Do you really wish that you could have a tribe of friends like you see on Instagram or on Facebook?
You know the pictures I am referring to?
The ones where they go on holidays together, they look like they have no drama in their midst; seems everyone has their own unique personality, they go shopping together, break bread together, sign contracts together, even their husbands are friends.. I am sure by now you get the gist!

But for you, it seems you have all these random acquaintances but nothing concrete. You like your quiet but you love to hang out with people. You like to keep your personal info to yourself but you also want a group of friends with whom you can banter with; you like to self-talk in the mirror but it would be nice to share your fears, hopes and dreams with another person or run an idea by them or even go for a girls afternoon out.. Something that involves people who you know got your back no matter what… sigh… and for now, the only person who you can truly count on is you, your spouse and your kids.

Ok- this is my 2 cents on this and I can totally relate.
So what can you do to find your kind of people:
No matter how isolated you think you are, there is someone that you know: One mistake we make is we often overlook the ‘random’ people that come in and out of our lives. We assume that they have an agenda or they would not get you. Think about the people that are already in your life and ask yourself, which of these people can I reach out to, and make it a duty to actually reach out. Friendship is a two way street; sometimes what we are looking out there, we have ignored because of familiarity.
Be Vulnerable: Putting up walls have brought us to this moment, imagine what would happen, if we pull down just a little bit? Vulnerability is how true connection is created. It is not about pretending to be a certain kind of person just to appease someone but staying genuine and letting people have a chance of knowing how awesome you are. So when you’ve found the people you want to connect with, be brave and show them who you really are. Even if they disagree with your opinions, that is fine. You all do not have to agree on the same matter.

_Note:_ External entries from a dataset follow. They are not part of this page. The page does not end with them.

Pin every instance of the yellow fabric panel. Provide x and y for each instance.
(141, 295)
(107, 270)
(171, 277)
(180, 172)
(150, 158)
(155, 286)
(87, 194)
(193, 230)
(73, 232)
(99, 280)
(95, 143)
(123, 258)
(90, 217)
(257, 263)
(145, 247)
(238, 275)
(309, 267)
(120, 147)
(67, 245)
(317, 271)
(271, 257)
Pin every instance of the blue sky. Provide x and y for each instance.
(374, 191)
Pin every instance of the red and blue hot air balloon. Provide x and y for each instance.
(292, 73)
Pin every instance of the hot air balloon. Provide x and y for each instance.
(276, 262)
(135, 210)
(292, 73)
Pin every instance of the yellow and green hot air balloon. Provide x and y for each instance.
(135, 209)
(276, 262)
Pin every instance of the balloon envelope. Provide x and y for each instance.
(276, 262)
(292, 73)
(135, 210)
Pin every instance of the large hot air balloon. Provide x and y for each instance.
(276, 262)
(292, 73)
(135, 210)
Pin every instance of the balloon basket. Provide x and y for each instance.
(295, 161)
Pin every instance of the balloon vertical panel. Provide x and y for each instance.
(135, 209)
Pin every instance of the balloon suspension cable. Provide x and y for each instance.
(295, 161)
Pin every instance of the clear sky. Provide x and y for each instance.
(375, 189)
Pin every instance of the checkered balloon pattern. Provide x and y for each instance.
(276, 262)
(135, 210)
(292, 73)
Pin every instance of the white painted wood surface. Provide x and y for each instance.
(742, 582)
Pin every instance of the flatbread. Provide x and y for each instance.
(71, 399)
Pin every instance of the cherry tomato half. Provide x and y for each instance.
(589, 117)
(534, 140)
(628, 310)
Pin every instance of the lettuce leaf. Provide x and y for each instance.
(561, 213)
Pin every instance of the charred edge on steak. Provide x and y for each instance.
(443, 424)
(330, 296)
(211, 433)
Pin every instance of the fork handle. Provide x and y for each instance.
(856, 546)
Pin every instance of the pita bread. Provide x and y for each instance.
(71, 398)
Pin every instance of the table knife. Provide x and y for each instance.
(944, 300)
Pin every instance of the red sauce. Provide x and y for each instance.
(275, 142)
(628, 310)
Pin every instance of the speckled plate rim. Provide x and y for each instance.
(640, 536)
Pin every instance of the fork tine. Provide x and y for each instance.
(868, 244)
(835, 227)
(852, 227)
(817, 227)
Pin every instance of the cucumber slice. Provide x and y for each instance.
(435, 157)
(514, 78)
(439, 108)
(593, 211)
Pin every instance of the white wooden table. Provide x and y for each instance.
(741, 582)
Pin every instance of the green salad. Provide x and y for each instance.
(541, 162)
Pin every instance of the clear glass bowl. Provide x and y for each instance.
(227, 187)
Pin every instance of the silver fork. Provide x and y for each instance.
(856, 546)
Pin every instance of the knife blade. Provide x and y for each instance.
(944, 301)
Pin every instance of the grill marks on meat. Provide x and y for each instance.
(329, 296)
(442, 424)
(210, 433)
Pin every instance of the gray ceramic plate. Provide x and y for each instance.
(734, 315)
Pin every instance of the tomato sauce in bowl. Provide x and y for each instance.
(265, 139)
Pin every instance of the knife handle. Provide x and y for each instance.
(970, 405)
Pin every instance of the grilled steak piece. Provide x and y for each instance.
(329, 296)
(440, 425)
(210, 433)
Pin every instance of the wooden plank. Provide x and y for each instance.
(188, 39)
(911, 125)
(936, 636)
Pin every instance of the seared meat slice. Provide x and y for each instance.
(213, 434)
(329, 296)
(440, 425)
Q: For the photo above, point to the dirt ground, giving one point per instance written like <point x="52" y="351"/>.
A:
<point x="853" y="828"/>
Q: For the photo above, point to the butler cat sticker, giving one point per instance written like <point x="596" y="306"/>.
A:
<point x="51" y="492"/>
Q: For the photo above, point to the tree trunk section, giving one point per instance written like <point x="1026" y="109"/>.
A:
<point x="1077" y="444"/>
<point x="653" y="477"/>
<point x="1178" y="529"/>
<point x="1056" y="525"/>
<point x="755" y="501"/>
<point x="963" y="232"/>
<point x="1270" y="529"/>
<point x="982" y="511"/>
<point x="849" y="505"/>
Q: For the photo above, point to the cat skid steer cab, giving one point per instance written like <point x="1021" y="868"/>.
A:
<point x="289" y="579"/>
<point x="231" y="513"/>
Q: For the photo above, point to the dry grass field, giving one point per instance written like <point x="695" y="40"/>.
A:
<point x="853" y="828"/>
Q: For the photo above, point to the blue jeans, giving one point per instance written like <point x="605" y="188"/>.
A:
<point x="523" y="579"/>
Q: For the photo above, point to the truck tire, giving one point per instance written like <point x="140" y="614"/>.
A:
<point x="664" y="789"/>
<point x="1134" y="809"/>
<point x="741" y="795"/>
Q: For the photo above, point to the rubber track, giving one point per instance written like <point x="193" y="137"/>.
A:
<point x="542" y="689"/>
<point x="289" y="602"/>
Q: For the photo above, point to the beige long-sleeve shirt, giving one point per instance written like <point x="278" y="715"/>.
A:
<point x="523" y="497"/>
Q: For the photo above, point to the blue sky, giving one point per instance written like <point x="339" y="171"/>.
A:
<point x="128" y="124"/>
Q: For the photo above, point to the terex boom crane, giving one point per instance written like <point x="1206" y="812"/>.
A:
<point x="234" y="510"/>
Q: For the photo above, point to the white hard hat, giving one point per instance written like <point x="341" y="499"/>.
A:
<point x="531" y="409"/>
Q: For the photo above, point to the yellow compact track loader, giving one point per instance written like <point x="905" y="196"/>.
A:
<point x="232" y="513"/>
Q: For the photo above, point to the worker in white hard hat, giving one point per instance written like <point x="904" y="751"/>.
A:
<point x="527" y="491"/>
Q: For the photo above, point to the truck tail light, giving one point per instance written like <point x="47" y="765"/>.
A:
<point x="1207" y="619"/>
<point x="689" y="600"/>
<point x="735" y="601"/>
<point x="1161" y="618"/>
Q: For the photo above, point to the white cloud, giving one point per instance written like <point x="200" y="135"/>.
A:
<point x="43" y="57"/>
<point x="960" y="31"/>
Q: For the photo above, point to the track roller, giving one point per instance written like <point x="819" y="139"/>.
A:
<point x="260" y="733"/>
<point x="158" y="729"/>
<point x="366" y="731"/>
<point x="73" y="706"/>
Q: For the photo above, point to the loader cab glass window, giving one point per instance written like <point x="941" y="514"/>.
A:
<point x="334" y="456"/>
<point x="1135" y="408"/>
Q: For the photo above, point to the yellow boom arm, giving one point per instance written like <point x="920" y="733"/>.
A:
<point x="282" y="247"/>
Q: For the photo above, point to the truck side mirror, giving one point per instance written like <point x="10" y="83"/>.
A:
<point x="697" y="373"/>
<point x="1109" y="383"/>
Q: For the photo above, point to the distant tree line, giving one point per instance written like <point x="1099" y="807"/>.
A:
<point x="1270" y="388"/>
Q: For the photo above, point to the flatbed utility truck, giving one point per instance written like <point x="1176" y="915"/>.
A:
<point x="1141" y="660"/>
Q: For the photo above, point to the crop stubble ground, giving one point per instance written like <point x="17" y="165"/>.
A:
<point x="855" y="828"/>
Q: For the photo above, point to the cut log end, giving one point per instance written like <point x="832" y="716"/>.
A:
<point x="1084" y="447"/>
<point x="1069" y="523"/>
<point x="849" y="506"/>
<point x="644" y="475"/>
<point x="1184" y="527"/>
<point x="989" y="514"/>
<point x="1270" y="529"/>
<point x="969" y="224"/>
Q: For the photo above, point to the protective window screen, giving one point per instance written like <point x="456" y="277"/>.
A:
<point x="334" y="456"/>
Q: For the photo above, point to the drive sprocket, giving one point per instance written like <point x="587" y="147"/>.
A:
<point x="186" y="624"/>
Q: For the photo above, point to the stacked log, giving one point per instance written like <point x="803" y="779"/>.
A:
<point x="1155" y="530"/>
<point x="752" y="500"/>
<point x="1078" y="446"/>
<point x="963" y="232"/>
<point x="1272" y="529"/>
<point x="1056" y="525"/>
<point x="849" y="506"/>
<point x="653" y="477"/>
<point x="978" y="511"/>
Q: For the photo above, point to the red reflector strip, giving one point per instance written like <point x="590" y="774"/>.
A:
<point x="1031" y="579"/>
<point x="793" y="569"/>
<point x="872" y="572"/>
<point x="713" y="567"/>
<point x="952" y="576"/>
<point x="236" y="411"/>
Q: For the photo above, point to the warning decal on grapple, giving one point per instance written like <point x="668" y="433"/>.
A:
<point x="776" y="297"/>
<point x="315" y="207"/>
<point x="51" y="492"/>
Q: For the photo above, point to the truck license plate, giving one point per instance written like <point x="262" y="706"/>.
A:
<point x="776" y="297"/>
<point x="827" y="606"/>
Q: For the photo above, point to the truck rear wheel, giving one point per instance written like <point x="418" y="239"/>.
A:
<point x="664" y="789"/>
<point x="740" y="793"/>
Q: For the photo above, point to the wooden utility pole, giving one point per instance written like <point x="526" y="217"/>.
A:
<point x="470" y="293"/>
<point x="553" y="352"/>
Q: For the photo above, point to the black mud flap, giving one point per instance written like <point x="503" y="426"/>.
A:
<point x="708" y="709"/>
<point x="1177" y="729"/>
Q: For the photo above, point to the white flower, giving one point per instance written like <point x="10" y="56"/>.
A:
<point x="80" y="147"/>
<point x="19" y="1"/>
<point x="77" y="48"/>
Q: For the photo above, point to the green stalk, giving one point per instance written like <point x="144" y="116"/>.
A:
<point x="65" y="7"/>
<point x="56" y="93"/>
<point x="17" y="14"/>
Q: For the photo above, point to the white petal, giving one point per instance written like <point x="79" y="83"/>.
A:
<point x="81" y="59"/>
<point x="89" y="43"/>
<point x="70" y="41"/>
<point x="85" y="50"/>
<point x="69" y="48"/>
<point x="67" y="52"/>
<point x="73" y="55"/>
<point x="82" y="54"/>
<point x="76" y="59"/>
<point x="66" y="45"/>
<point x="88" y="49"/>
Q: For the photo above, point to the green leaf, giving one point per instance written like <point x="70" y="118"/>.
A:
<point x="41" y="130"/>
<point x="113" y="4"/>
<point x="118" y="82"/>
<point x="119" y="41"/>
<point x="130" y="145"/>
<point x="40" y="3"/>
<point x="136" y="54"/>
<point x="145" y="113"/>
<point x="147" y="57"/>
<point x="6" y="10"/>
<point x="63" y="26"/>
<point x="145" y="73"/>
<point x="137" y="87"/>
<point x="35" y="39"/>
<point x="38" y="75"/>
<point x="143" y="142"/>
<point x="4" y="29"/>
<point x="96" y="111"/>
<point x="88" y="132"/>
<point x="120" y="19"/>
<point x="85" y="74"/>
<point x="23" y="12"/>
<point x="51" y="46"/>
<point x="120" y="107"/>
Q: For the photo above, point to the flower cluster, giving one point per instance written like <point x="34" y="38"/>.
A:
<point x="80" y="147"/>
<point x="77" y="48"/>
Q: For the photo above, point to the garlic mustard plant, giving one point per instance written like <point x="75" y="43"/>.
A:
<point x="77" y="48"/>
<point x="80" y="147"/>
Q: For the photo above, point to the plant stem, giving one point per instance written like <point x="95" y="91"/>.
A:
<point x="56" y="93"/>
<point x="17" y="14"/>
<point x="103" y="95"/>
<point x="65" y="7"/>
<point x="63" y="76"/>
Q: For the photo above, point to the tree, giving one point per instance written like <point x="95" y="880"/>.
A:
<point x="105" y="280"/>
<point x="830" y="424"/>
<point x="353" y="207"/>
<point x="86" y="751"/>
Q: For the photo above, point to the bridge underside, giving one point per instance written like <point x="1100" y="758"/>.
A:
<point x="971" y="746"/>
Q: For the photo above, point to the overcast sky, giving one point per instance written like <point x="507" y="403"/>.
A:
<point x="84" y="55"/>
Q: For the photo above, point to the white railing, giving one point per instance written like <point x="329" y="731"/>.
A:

She who wants friends must first be friendly: Sometimes, we are waiting on people to come and meet us, because we know if they do they would love us, so we just walk around the border of introduction and relationships because even if we know who we are, we are also scared of rejection. To be honest, you would never know if you do not try. Show a card of friendliness. Staying smug or disinterested all day would turn people off. Start with a smile and see how the ice melts.
Put it in your calendar: In the advent of social media and likes, one can have lots of friends but still feel they are missing that community vibe. One way to avoid this is to plan to meet physically. Ask your new friend (and maybe a few others) to hang out once a week: Brunch, lunch or dinner. It does not have to be something spectacular, but a way to touch base with one another, see one another and hold one another accountable.
Ask questions: Because this is a sign that you are engaged. Do you notice that you just listen to others but you do not engage them by asking questions about what they said or even volunteering information about yourself? You would be surprised the connection and similarity that can be found when you ask questions. So next time you meet someone new or someone old, ask them questions.
Do not force it: It can get sad trying to make a friendship or connection work. Most people fall into the category of having their tribe already exist from school work or where they live so as a newbie wanting to break in, can seem like you are trying to much or you get the outsider vibe from them.
The goal is to have quality friendships and not quantity and I can assure you that genuine ones are cooked on the back of time. So take it slow and make the necessary investment and the returns would be friends who get you!